"In this case the happiness of the suburbs would be consistent with the death of God"


"But at least one of the things that Nietzsche could have meant is that the social role that the Judeo-Christian God plays in our culture is radically different from the one he has traditionally played in prior epochs of the West."

You don't say!  A piece so inane that it ends up calling out full-throated for and confirming a virulent nihilism, however accidentally, via its willingness to get dumb.  A neo-pastoralist, diversity-of-opinion anti-intellectualism masquerading as the task of philosophy. 

That, and the reduction of Melville to an author of Let the White Whale Go, Ahab!

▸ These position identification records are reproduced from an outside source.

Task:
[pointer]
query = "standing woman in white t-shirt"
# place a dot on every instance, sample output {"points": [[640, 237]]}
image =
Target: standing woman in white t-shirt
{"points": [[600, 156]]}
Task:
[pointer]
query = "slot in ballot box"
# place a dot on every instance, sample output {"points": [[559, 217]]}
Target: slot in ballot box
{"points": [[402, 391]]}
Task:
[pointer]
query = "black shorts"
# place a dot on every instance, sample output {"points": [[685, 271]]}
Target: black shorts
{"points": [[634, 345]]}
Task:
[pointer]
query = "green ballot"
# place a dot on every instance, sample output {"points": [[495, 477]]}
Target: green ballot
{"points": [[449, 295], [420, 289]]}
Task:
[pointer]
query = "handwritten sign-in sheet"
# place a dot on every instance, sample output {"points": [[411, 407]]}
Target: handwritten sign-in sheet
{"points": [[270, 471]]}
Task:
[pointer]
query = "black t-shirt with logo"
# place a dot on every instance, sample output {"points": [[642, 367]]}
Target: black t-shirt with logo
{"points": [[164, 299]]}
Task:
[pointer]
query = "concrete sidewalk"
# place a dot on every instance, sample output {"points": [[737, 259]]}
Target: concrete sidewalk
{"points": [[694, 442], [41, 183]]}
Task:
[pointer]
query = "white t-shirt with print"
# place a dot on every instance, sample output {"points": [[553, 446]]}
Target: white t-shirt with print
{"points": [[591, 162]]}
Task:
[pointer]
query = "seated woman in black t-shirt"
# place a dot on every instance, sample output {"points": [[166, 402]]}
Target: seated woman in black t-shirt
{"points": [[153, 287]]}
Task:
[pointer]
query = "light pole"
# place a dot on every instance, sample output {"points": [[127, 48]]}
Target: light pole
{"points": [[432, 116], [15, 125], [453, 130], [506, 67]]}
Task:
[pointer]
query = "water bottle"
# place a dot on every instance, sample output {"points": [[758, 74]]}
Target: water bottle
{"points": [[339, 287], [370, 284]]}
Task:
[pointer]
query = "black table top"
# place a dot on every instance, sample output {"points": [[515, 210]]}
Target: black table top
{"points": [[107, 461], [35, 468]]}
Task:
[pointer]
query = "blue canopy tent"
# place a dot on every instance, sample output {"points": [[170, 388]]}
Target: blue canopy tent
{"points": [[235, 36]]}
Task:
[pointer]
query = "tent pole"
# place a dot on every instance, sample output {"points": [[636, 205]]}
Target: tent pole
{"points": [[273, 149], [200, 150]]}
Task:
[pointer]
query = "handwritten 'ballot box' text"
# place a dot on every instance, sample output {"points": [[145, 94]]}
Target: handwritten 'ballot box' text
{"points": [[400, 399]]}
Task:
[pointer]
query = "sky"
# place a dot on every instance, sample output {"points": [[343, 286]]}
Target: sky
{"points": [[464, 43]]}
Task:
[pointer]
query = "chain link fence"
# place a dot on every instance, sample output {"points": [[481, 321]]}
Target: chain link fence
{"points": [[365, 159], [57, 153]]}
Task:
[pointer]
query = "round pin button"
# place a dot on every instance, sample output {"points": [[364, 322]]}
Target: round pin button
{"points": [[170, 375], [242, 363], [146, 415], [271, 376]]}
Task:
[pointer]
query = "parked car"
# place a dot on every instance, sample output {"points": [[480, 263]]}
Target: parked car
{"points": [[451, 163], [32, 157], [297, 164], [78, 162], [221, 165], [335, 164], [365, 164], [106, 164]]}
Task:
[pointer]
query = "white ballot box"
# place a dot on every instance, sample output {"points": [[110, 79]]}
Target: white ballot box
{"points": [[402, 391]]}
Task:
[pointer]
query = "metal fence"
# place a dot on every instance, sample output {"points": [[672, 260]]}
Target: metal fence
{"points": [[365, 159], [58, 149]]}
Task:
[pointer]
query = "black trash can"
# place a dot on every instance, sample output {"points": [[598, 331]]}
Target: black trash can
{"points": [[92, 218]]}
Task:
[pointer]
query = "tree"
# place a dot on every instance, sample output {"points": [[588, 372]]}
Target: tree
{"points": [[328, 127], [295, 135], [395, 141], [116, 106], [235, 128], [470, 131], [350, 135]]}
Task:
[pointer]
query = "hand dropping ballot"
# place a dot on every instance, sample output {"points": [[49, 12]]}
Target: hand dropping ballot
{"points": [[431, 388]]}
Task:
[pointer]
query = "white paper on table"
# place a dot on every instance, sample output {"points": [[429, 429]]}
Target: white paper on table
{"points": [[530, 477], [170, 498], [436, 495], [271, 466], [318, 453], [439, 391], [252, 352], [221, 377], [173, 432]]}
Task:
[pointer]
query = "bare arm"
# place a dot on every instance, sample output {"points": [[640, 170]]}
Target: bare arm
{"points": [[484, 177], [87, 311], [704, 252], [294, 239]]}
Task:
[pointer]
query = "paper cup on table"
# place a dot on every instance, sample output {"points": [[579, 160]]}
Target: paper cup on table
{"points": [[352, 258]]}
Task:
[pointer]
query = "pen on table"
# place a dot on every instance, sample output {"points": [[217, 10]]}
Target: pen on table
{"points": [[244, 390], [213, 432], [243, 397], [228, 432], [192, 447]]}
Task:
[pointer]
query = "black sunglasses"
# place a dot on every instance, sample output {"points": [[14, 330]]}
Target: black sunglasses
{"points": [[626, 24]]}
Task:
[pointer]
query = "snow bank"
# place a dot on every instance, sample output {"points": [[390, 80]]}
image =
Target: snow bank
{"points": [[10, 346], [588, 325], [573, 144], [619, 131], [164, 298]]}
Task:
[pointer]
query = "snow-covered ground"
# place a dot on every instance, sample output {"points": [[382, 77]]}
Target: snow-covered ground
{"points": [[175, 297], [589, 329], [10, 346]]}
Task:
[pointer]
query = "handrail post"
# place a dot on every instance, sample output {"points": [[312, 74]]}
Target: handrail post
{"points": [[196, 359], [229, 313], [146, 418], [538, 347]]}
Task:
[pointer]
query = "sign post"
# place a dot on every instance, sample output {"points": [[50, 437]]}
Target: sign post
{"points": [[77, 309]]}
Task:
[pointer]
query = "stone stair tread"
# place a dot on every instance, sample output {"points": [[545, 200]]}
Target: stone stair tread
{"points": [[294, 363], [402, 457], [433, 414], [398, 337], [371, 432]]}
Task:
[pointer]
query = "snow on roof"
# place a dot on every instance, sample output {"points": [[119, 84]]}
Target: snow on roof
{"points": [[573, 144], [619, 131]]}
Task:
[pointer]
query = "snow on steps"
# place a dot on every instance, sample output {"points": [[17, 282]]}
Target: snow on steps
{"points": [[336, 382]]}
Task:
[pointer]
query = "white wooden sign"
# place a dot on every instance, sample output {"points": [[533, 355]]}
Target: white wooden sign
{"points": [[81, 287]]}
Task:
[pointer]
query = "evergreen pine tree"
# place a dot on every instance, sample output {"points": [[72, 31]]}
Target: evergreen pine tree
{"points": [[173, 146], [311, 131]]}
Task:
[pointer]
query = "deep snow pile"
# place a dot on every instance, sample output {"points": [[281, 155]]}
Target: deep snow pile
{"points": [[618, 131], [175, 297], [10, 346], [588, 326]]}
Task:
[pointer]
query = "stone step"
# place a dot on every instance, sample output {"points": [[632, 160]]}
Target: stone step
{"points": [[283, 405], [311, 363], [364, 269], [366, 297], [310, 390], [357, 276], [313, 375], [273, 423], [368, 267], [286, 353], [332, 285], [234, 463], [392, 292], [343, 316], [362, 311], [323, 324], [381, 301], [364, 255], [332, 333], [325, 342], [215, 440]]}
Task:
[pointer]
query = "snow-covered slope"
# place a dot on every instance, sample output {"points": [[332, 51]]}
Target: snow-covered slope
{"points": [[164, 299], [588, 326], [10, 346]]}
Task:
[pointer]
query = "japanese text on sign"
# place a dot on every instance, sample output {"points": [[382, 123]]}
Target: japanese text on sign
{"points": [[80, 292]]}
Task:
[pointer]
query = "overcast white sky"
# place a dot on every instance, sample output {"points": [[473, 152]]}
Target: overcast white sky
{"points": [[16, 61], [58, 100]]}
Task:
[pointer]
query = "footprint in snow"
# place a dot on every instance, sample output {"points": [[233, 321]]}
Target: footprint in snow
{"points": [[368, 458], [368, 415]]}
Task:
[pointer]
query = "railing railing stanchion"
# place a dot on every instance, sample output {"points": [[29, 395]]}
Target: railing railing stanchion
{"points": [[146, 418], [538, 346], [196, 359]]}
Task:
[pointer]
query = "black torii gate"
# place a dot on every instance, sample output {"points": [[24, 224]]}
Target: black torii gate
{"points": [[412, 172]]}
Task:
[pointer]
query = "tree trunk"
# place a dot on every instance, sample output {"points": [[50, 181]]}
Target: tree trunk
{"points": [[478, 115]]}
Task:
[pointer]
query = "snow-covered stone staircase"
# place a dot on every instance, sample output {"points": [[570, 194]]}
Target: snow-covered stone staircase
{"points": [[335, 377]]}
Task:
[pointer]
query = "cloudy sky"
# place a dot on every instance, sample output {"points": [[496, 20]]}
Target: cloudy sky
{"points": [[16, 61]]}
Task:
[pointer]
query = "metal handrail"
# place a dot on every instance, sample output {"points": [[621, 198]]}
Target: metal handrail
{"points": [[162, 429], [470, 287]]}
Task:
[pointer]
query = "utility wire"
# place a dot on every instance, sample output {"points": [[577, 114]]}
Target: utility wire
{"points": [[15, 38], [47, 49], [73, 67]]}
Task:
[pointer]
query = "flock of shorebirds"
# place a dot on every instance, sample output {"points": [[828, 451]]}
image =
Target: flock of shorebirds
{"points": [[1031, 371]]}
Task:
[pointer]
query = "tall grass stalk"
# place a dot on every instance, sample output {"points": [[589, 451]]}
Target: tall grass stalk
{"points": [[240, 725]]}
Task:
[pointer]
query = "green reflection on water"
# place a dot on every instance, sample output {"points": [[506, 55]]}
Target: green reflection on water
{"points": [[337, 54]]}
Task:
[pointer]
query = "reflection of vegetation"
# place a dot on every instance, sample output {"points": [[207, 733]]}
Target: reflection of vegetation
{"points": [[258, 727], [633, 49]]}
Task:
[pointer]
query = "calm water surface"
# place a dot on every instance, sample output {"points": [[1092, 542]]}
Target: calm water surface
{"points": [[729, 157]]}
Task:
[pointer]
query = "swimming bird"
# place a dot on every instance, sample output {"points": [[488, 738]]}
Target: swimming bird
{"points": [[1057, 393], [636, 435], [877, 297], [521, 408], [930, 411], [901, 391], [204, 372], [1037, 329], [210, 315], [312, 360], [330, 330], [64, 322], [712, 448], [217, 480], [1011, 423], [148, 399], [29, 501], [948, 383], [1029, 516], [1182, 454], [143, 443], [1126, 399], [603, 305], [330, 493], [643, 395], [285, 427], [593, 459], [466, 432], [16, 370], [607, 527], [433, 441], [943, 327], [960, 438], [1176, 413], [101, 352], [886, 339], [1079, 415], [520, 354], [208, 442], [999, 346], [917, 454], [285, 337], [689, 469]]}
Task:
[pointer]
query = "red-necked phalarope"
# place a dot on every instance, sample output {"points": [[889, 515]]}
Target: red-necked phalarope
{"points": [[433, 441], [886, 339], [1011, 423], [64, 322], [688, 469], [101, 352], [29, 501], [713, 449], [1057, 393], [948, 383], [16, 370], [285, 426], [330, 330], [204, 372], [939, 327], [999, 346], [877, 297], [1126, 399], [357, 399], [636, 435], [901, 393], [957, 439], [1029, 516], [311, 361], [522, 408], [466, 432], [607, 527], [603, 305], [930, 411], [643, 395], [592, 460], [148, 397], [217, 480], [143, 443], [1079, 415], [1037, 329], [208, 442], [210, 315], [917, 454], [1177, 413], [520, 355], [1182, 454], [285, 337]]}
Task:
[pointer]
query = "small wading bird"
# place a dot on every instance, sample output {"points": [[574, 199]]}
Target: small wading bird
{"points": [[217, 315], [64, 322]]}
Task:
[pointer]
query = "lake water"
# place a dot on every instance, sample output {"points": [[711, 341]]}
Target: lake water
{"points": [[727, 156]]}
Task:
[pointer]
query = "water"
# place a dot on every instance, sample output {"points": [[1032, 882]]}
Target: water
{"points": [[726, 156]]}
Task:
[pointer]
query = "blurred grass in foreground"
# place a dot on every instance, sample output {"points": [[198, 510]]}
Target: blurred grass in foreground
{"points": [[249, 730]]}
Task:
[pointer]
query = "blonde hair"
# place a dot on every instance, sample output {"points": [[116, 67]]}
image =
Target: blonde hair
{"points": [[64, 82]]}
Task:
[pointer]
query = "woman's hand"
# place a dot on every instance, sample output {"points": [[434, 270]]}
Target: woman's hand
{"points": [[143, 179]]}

Forgiving the Death of the Big Other and Enjoying the Simpler Things.
("The meaning that one finds in a life dedicated to “the wife, the heart, the bed, the table, the saddle, the fire-side, the country,” these are genuine meanings.  They are, in other words, completely sufficient to hold off the threat of nihilism, the threat that life will dissolve into a sequence of meaningless events.")

This sort of thought - not difficult nihilism, not the arcana of ontology - is why philosophy calls out to be loathed.  Because at its worst, it points, with the middle finger of the hand that bears political economy's index finger, to its own dimly aware reflection and finds that it has been too hard on itself.

And for the record, the prospect of a "highly culture, poetical nation" working to lure back the old gods over which "the great Sperm Whale shall lord" constitutes one of the more nihilistic conception of a national culture industry I have ever read.  Now, we're getting somewhere, eh Ishmael?